The 6-foot-8 Meyers led UCLA in scoring at 18.3 points and rebounding at 7.9 in his final season, helping the Bruins to a 28-3 record. He had 24 points and 11 rebounds in their 92-85 victory over Kentucky in the NCAA title game played in his hometown of San Diego.

Meyers Drysdale also played at UCLA during her Hall of Fame career.

Meyers assumed the Bruins’ leadership role during the 1974-75 season after Bill Walton and Jamaal Wilkes had graduated. Playing with sophomores Marques Johnson and Richard Washington, Meyers earned consensus All-America honors. Meyers made the cover of Sports Illustrated after the Bruins won the NCAA title.

“One of the true warriors in (at)UCLAMBB history has gone on to glory,” Johnson wrote on Twitter. “Dave Meyers was our Captain in `75 and as tenacious a player ever. RIP.”
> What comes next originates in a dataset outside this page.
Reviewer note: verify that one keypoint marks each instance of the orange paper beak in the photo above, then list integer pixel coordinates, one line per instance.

Johnson recalled in other tweets how Meyers called him `MJB’ or Marques Johnson Baby when he was a freshman, and later in the NBA, Meyers was nicknamed “Crash” because he always diving on the floor for loose balls.

As a junior, Meyers started on a front line featuring future Hall of Famers Walton and Wilkes.

Meyers was a reserve as a sophomore on the Bruins’ 1973 NCAA title team during the school’s run of 10 national titles in 12 years under Wooden. The team went 30-0 and capped the season by beating Memphis 87-66 in the championship game, when Meyers had four points and three rebounds.

In 1975, Meyers, along with Elmore Smith, Junior Bridgeman and Brian Winters, was traded to Milwaukee for Abdul-Jabbar and Walt Wesley.

During the 1977-78 season, Meyers was reunited with Johnson on the Bucks and averaged a career-best 14.7 points. He missed the next year with a back injury. Meyers returned in 1979-80 to average 12.1 points and 5.7 rebounds in helping the Bucks win a division title.

Born David William Meyers, he was one of 11 children. His father, Bob, was a standout basketball player and team captain at Marquette in the 1940s. The younger Meyers averaged 22.7 points as a senior at Sonora High in La Habra, California.

Meyers made a surprise announcement in 1980 that he was retiring from basketball to spend more time with his family. He later earned his teaching certificate and taught sixth grade for several years in Lake Elsinore, California.

He is survived by his wife, Linda, whom he married in 1975, and daughter Crystal and son Sean.